Cinco-dois e Profs seguem no universo feminino, embora em frequências distintas. Enquanto o primeiro é um relato internalizado sobre autodescoberta, o segundo usa do escracho para comandar a postura de uma professora diante de uma incorreção. Voltando aos registros de violência, Na foto ela sorria toca no assombro moralista de que a crueldade masculina se reserva a determinadas classes sociais, ao passo que o aflitivo Farpa é uma mensagem eletrônica na qual se relata abuso infantil de forma lacunar, nunca ficando transparente se é uma denúncia ou uma confissão. As possibilidades de interpretação têm muito mais potência que a descrição gráfica. Se por um lado isso pode soar sádico, por outro não deixa de ser literatura de boa qualidade.

Alguns contos, contudo, são menos inspirados. Estão longe de ser ruins, mas dão a impressão de estarem ali para fazer volume. A subtração de três ou quatro textos certamente deixaria o conjunto mais coeso, especialmente quando certas experimentações evidenciam o caráter incipiente dos exercícios de escrita. Ainda assim, a qualidade geral compensa tais baixas como se fossem leves desvios de um circuito bem afinado cujas variações de temas e ideias nunca descaracterizam seu movimento identitário. Isso fica claro na decisão de posicionar o mais robusto (e melhor) conto no fim do livro. O homem dentro do vidro trata de um faxineiro que fica responsável pela limpeza do setor de um hospital, onde se depara com um jarro contendo uma cabeça humana partida ao meio. O convívio com o grotesco, então, vai lhe resgatar memórias e, através da associação com uma ausência em sua infância, desencadear uma descoberta das mais apavorantes.

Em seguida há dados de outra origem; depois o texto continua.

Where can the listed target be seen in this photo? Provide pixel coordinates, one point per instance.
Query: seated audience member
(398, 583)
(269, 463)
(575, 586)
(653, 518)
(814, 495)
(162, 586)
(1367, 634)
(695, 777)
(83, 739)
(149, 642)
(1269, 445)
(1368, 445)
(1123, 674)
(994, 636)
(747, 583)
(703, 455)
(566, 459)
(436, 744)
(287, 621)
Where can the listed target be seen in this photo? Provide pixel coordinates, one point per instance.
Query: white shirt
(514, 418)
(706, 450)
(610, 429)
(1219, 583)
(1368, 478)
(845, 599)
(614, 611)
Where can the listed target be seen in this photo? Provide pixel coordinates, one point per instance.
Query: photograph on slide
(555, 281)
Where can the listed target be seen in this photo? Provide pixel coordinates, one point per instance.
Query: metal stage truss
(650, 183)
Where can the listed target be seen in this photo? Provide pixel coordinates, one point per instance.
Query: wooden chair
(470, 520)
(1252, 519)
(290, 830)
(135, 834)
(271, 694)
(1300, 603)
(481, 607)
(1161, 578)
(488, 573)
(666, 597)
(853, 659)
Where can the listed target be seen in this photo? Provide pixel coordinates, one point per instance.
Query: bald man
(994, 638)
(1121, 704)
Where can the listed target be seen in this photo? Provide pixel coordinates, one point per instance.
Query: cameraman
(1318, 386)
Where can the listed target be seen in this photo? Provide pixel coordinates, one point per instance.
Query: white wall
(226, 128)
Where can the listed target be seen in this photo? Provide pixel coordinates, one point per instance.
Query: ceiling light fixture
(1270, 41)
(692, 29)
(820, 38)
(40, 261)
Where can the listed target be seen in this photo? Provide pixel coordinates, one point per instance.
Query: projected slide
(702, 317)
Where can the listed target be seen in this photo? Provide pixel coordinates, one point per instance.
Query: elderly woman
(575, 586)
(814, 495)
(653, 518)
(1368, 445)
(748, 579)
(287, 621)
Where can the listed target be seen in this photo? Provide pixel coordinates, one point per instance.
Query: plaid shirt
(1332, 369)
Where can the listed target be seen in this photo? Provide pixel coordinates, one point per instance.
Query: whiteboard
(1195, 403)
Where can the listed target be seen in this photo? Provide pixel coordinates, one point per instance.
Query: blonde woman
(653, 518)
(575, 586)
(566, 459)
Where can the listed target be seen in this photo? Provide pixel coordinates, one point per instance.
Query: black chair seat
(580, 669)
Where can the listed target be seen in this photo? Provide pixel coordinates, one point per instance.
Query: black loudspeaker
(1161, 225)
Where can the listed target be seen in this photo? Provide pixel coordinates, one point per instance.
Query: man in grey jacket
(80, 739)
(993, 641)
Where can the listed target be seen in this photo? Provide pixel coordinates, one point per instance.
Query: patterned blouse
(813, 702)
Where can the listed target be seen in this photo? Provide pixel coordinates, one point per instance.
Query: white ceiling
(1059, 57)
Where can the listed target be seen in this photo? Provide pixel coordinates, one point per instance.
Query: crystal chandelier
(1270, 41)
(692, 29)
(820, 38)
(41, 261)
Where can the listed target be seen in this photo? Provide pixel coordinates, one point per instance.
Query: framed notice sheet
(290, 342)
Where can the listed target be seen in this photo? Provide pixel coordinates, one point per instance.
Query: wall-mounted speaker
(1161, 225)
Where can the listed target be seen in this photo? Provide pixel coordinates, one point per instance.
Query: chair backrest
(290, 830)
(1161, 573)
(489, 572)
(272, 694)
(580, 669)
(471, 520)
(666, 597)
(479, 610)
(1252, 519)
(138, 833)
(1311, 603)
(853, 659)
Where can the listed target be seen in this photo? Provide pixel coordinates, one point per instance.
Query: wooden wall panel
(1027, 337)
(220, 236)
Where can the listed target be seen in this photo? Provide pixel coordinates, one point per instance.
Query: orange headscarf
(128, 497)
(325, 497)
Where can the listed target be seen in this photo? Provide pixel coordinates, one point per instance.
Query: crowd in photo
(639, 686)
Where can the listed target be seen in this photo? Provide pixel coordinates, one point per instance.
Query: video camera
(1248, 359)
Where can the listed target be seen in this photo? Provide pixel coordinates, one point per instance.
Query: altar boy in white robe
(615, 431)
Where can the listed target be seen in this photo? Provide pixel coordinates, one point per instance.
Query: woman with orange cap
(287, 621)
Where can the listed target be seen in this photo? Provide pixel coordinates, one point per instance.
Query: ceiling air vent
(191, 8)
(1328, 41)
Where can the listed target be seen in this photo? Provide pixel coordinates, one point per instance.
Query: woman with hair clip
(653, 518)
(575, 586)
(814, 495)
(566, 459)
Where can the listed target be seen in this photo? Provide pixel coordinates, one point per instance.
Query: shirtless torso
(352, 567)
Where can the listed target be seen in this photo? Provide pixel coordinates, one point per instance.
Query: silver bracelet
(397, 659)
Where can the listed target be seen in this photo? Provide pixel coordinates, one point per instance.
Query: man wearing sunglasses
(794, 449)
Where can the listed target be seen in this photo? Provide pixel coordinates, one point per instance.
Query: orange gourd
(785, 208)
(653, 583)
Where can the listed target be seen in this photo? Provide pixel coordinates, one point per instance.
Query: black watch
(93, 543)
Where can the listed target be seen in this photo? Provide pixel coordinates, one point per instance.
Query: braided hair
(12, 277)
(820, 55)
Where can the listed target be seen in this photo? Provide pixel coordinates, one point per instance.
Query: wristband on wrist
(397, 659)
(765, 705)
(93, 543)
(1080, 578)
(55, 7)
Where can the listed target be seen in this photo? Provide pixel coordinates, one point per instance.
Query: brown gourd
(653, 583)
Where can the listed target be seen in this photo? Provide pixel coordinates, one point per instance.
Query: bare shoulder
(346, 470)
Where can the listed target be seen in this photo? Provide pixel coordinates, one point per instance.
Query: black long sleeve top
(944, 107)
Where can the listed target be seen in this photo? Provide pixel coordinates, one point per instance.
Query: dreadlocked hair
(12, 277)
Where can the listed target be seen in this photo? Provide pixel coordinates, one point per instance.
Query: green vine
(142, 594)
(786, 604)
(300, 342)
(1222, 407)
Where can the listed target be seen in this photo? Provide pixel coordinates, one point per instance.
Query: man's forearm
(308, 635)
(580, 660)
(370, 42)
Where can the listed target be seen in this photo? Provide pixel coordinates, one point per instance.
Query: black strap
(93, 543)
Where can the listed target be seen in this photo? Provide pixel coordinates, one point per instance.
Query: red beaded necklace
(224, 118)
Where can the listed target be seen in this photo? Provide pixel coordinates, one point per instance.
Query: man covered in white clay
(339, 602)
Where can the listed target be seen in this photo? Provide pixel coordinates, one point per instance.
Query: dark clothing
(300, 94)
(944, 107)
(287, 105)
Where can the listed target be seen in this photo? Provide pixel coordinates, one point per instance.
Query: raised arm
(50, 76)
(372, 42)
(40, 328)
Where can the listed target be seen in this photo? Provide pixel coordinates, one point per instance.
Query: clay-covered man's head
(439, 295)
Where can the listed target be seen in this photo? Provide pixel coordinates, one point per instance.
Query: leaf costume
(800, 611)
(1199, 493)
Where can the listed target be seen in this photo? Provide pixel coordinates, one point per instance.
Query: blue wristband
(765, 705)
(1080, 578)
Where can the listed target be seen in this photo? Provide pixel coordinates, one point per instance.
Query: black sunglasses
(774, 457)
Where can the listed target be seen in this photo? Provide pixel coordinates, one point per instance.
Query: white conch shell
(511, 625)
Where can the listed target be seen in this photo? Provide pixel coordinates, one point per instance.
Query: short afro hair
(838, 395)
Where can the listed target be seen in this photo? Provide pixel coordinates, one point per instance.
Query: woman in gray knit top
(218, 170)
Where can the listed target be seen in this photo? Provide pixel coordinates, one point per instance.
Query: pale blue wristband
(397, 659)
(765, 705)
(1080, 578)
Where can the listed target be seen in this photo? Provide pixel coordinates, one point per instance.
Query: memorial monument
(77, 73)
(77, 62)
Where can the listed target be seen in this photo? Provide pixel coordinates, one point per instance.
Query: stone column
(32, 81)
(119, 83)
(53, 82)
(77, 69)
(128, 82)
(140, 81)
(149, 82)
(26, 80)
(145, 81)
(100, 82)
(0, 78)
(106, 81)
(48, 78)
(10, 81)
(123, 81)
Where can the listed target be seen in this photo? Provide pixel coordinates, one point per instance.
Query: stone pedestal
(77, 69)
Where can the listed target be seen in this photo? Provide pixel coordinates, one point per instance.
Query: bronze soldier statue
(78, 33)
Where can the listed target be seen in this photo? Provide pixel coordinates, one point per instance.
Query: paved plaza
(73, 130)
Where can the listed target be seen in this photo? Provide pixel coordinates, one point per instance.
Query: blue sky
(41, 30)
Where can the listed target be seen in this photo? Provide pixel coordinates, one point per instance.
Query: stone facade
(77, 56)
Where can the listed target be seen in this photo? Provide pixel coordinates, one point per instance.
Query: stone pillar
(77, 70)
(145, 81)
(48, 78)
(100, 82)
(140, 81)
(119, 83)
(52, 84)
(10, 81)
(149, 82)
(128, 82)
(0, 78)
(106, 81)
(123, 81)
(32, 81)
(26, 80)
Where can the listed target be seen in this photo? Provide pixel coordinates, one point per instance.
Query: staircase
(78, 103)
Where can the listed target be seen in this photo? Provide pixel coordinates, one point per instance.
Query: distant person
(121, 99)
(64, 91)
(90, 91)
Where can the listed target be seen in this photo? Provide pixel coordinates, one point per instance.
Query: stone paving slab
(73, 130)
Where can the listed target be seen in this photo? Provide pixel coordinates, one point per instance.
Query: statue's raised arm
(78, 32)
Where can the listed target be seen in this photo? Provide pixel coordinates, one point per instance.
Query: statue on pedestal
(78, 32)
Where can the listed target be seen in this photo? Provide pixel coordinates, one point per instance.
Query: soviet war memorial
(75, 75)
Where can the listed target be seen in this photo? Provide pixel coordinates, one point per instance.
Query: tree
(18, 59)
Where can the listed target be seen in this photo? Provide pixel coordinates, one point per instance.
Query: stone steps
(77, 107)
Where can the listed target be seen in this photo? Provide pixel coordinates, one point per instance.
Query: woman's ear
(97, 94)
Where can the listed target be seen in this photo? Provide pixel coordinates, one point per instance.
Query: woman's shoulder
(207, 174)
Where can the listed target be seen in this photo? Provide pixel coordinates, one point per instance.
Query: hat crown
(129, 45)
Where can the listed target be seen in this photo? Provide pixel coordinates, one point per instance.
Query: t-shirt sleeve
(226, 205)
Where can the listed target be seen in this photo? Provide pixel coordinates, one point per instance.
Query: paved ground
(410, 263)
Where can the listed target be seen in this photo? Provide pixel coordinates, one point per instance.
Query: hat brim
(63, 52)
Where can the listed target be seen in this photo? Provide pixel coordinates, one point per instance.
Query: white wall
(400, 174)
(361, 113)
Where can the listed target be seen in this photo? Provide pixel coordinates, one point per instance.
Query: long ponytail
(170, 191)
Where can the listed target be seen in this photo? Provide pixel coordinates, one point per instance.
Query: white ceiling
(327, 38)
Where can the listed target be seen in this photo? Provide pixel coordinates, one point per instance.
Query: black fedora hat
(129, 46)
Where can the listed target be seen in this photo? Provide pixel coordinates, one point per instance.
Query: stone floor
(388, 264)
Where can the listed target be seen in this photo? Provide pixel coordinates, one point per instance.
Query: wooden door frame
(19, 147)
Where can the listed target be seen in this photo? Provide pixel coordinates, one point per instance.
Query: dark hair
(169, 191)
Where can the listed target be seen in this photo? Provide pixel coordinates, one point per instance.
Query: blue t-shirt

A certa altura, o protagonista comenta que o cheiro de formol do ambiente, que lhe deixava a princípio nauseado, já não incomodava; que se tornou “familiar, reconfortante”, um estímulo para “seus pensamentos correrem livres”. A experiência com os contos de Tudo meio horrível deixa a mesma sensação: situações desconfortáveis e atos descabidos que, no estouro da perplexidade, vão se desaforando do espanto, do contra-ataque de repúdio, e sendo incorporadas por uma comicidade incidental, uma ironia trágica diante do absurdo, que faz com que o leitor não saiba bem como reagir, e ri sem querer, meio com culpa; ri de nervoso.

Tudo meio horrível
Nathalie Lourenço
Caos & Letras
136 págs.
Nathalie Lourenço
É escritora e publicitária. Pós-graduada em Formação de Escritores pelo Instituto Vera Cruz. Integra o Coletivo Discórdia, coletivo literário proveniente do Clipe, curso de escrita da Casa das Rosas. Lançou, em 2017, a coletânea de contos Morri por educação (Oito e Meio) e, em 2021, o livro de contos de ficção científica Sabor idêntico ao natural (Vacatussa). Escreve crônicas na plataforma Árvore de Livros, incluindo o e-book infantil O incidente do cocô voador e outras crônicas, além de minicontos no perfil do Instagram @Histórias_Bermudas.
Sérgio Tavares

Nasceu em 1978. É autor de Cavala, vencedor do Prêmio Sesc de Literatura, publicado em Portugal com o título Equação sobre o abismo. Também publicou Queda da própria altura, antologia finalista do Prêmio Brasília de Literatura. Alguns dos seus contos foram traduzidos para o inglês, o italiano, o japonês, o espanhol e o tâmil. Escreve sobre literatura brasileira e hispano-americana para jornais e revistas, além de editar o site A Nova Crítica.